Signal-android: Violation of the conditions of the GPL and the Free Open Source Software definition

Hey @rickbarton , to my knowledge we have not forbidden anything. People have requested that _we_ distribute official binary APKs outside of the Play Store, which we are currently choosing not to do for several reasons (#127, #281). If we can address those issues we would be happy to distribute binary APKs.

However, this does not "forbid" anyone else from doing whatever they please. We would not recommend that anyone use an unofficial binary build, and we would strongly and very publicly encourage users not to do so, but that doesn't prevent you from doing whatever it is you'd like.

If what you'd really like to see is _us_ distributing "official" binary APK builds outside of the Play Store, I think your efforts would be better spent contributing to the development of the missing pieces that would allow us to safely and securely do that than to threaten us with (incorrect) legal action.

@rickbarton you're interpretation of opensource licenses is plainly and completely wrong.

1) There's no way an opensource author is forced to publish his code in any special place. As long as all authors agree, they can even stop publishing it at one point

2) if an author of an opensource app "begs" a publisher/an appstore provider to remove the software, the appstore provider can simply ignore it, because when the software is open source, they can do what they want. so any "forbidding" is simply ineffective, can be ignored

So, fdroid can very well simply continue to build it's own version from the source and publish it, as they have done from the start.
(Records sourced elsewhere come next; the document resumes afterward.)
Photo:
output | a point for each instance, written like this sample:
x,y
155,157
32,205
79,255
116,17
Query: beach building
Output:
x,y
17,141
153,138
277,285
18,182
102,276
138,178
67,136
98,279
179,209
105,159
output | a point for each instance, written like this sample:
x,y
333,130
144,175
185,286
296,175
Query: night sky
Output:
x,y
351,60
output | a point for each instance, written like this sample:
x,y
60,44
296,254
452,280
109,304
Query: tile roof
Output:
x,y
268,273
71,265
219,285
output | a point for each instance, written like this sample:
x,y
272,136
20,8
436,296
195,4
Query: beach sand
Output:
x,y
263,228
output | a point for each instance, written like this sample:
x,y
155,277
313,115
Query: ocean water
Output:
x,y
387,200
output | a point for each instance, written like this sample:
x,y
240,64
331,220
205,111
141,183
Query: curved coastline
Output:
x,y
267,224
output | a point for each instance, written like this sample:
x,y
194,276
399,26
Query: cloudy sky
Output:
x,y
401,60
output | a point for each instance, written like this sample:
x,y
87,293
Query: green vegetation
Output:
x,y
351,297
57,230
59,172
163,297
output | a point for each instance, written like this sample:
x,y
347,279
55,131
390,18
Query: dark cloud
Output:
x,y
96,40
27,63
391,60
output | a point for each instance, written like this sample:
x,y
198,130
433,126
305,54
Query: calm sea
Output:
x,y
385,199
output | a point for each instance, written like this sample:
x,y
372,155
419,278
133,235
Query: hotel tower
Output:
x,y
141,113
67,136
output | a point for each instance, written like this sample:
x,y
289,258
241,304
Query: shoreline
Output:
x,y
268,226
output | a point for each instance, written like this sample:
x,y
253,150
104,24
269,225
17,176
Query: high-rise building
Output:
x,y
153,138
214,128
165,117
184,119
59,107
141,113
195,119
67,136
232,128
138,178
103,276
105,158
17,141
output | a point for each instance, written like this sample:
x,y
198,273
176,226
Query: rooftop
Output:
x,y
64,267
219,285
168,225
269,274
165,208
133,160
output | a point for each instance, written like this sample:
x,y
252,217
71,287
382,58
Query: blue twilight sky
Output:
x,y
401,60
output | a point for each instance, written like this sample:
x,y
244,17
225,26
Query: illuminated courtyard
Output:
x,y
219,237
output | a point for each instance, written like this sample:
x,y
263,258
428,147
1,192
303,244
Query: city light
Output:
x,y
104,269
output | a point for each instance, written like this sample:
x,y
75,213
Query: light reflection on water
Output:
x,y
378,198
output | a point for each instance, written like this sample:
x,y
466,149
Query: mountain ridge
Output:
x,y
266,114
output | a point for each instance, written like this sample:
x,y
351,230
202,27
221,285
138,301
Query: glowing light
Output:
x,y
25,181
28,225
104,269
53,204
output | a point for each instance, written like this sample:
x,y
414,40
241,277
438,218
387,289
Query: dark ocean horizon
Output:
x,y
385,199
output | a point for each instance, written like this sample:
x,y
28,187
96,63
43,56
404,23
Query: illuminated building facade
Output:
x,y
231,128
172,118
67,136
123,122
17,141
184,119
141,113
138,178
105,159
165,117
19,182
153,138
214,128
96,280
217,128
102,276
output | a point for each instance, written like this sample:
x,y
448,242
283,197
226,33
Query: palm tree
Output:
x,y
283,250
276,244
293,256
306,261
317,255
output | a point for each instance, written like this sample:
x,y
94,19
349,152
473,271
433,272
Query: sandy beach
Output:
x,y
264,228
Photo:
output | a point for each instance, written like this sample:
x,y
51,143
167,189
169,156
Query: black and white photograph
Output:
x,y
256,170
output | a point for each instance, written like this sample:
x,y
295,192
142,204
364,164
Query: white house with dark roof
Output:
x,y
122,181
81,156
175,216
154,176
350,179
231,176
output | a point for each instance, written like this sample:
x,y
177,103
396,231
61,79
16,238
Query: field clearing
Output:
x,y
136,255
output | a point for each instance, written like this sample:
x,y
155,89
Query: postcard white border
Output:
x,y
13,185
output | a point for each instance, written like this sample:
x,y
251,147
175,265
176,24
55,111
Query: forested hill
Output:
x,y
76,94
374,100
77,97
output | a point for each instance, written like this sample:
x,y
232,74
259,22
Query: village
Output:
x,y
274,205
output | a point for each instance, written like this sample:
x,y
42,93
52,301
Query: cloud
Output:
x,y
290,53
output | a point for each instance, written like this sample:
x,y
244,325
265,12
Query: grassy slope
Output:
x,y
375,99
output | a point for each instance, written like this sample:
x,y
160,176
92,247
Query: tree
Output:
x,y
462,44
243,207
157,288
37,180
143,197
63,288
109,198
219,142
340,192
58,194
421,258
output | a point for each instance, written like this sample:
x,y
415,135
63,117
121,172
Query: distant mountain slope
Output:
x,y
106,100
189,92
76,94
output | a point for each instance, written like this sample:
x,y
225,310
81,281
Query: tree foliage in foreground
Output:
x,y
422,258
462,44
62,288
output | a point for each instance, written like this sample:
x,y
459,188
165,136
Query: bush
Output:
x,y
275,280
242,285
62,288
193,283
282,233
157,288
But they shall take care to properly update it always and in time, e.g. meintain the package properly, in a way a package maintainer of a linux distribution must act responsibly.
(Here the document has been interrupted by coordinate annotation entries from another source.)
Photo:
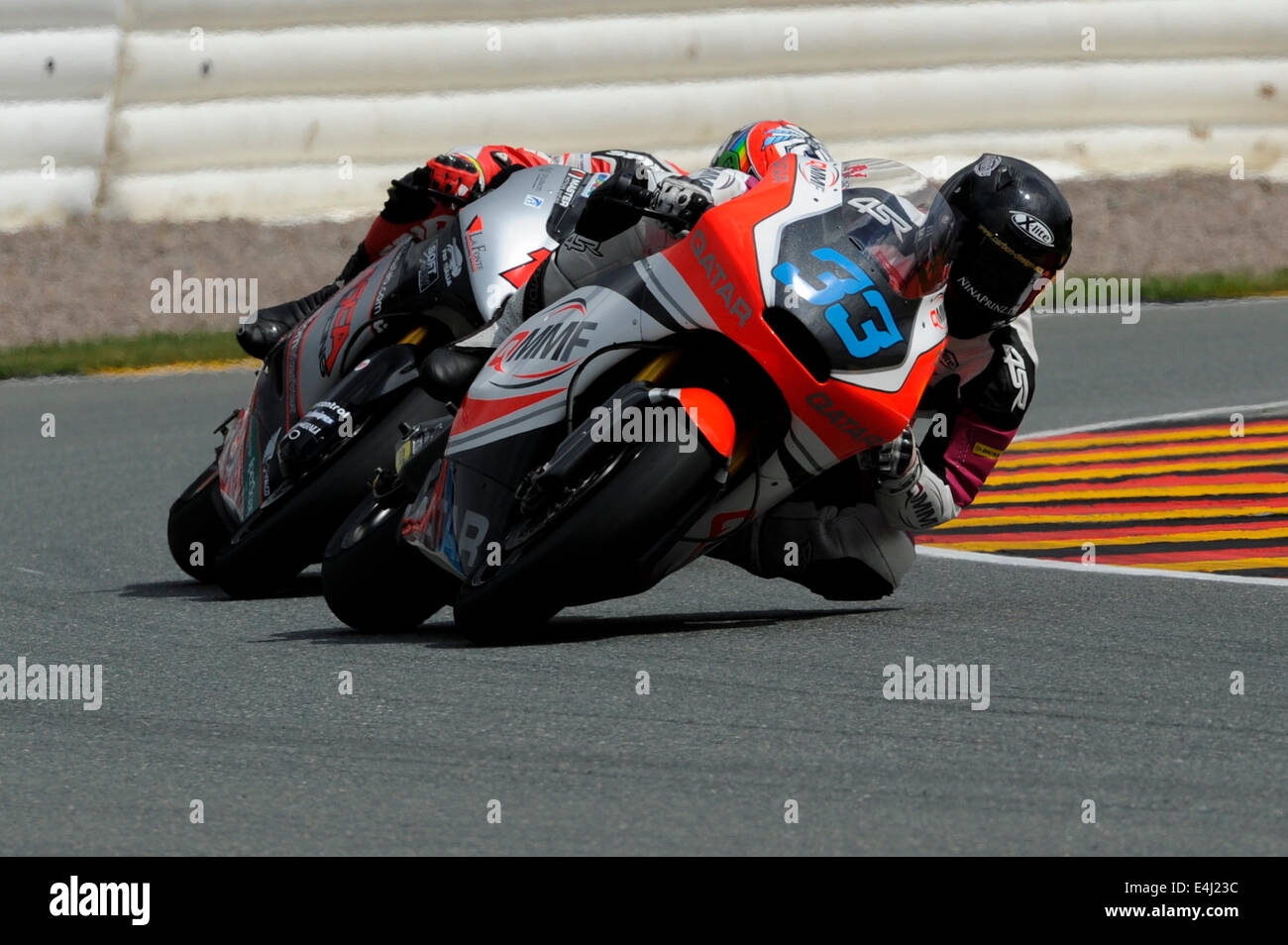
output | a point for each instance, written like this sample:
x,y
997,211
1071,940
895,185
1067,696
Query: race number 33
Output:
x,y
831,291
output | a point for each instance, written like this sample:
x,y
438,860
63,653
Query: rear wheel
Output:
x,y
196,531
290,538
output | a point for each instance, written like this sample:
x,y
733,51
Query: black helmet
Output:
x,y
1014,230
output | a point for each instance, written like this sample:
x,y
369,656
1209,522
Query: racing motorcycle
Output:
x,y
791,329
329,400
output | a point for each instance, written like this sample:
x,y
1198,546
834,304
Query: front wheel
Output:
x,y
288,538
374,580
196,531
601,545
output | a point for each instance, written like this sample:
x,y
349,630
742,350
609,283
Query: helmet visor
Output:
x,y
999,279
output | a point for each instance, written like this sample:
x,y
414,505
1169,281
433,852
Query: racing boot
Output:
x,y
270,325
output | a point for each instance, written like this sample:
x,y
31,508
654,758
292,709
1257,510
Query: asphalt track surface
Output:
x,y
1103,686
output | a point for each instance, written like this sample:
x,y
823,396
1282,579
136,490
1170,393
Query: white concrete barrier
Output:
x,y
201,108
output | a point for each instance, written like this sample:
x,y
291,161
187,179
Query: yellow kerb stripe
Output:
x,y
1056,518
1227,446
1220,432
1112,542
1243,463
1038,496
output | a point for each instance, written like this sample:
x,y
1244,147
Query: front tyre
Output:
x,y
601,546
196,531
374,580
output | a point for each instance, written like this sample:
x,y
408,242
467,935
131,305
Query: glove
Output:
x,y
452,176
614,205
682,200
893,460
"We would not recommend that anyone use an unofficial binary build, and we would strongly and very publicly encourage users not to do so," - it's kind of a standing principal that a open source user is encouraged to build their own binary from source. That's considered the ideal self-responsible / report odd things netizen way. Of course, many don't do it, but the option being there isn't exactly a minor appeal...
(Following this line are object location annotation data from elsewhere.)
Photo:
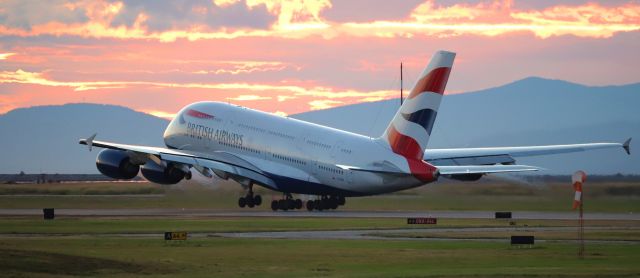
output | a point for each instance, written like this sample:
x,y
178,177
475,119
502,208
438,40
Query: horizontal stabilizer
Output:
x,y
485,169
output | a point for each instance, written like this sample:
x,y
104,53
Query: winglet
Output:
x,y
626,146
89,141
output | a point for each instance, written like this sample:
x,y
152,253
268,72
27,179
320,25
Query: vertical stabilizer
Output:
x,y
409,131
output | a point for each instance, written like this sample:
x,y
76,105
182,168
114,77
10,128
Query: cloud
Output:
x,y
200,19
244,67
249,98
160,114
280,113
323,104
4,56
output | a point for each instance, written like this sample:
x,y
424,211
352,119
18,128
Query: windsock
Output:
x,y
578,179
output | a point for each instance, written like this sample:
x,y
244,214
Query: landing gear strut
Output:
x,y
325,203
287,203
250,200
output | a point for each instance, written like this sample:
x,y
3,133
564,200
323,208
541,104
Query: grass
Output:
x,y
222,257
489,196
33,225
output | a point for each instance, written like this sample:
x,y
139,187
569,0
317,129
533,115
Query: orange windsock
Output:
x,y
578,178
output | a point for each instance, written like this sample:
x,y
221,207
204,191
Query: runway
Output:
x,y
302,213
362,234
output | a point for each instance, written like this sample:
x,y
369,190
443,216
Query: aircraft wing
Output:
x,y
484,169
215,161
507,155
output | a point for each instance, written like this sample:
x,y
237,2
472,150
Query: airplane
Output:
x,y
291,156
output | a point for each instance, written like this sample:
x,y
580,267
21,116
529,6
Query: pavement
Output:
x,y
303,213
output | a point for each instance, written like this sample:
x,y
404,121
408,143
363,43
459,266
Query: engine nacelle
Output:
x,y
465,177
162,175
116,164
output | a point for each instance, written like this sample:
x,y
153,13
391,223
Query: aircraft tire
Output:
x,y
333,203
282,204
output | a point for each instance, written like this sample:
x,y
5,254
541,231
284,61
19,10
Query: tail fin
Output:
x,y
409,131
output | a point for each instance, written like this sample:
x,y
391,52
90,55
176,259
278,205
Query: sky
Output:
x,y
292,56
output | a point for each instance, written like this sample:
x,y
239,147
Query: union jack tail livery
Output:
x,y
409,131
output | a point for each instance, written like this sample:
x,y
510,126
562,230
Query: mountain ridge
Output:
x,y
529,111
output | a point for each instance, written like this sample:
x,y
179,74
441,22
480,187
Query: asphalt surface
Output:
x,y
303,213
379,234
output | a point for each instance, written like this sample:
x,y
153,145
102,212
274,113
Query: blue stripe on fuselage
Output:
x,y
424,117
291,185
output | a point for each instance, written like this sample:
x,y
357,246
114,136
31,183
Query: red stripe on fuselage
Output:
x,y
404,145
411,150
435,81
198,114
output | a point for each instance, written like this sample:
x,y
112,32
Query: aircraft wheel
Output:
x,y
333,203
282,204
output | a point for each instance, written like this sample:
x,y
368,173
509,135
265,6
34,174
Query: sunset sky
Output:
x,y
293,56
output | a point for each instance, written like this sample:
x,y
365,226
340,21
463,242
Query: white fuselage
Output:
x,y
300,157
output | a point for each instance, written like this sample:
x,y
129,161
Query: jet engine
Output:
x,y
116,164
171,174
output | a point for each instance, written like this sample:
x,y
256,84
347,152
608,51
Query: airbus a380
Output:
x,y
297,157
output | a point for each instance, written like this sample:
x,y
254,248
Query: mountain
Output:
x,y
532,111
45,138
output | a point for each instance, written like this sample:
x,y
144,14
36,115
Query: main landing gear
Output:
x,y
325,203
288,203
250,200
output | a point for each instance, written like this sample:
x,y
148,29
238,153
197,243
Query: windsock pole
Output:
x,y
578,179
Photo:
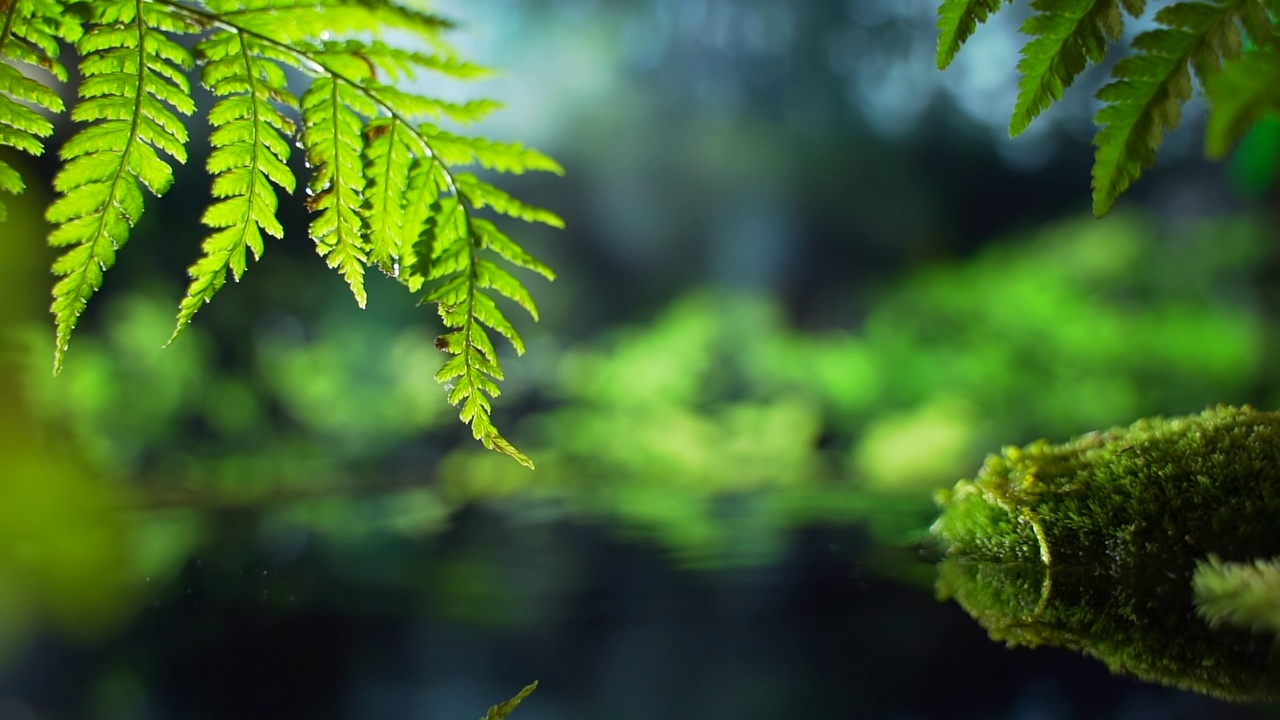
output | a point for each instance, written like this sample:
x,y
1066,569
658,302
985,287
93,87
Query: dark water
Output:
x,y
392,628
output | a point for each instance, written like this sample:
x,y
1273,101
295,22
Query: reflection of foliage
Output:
x,y
503,709
1091,545
720,420
714,428
1144,100
387,185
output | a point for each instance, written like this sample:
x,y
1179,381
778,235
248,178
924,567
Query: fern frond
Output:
x,y
499,156
251,151
333,139
958,19
1238,96
1144,101
1068,36
420,200
133,73
471,374
480,194
383,185
30,35
388,156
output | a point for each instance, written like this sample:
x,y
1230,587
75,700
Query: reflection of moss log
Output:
x,y
1092,545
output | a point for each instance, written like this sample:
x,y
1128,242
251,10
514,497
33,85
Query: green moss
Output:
x,y
1092,545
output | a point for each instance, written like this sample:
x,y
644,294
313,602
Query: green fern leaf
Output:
x,y
424,188
1146,99
1068,36
333,139
958,19
31,35
131,72
492,238
474,369
1238,96
480,194
387,163
251,151
499,156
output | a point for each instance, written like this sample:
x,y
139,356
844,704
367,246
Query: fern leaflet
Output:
x,y
1068,35
31,32
958,19
131,72
333,137
251,151
1146,99
382,173
455,241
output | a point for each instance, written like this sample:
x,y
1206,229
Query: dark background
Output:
x,y
805,279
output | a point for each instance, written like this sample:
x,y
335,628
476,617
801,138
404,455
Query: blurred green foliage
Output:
x,y
713,431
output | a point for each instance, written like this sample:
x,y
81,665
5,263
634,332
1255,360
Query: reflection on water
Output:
x,y
1092,545
720,527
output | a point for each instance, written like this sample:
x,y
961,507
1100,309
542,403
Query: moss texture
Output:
x,y
1092,546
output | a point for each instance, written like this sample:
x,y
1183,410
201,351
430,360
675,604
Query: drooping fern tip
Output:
x,y
387,185
1143,101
Example: in a world of NSA/KGB/etc acceptance - how can a peace activist assume that Google's cloud hasn't been tampered with - and providing signed copies that are altered in some subtle way? or that the store app has been tampered with in some way / or SSL certs are faked /etc.

Having a source tarball and digest hash of it public on several known websites is kind of a tradition for security sake. Especially with it turns out down the rad someone binds some evidence of tampering and wants to know how long it was in the wild before discovery...

@RoundSparrow It's a completely different thing to use an unofficial build and to compile your own binary.

""We would not recommend that anyone use an unofficial binary build" - language does not encourage you to build your _own_ unofficial binary build. And then you get into the concept of trusted distributors - example Debian, etc. Even Red Hat is compiling and distributing Android apps these days - especially security related. cite: https://play.google.com/store/apps/details?id=org.fedorahosted.freeotp&hl=en

The Google Play store requires an address and payment - so open source can run into paradox of needing a trusted distributor. But all this is expansion from my original point of the language being a oversight to open source tradition of building your own code or community trust.

This isn't a grammar or surface expression issue. It's an ideal. Encouraging users to build from source and having updated instructions on source dependencies and building is encouraged.

P.S. I believe the F-Droid repository doesn't have it - they seem stuck on Google cloud dependencies.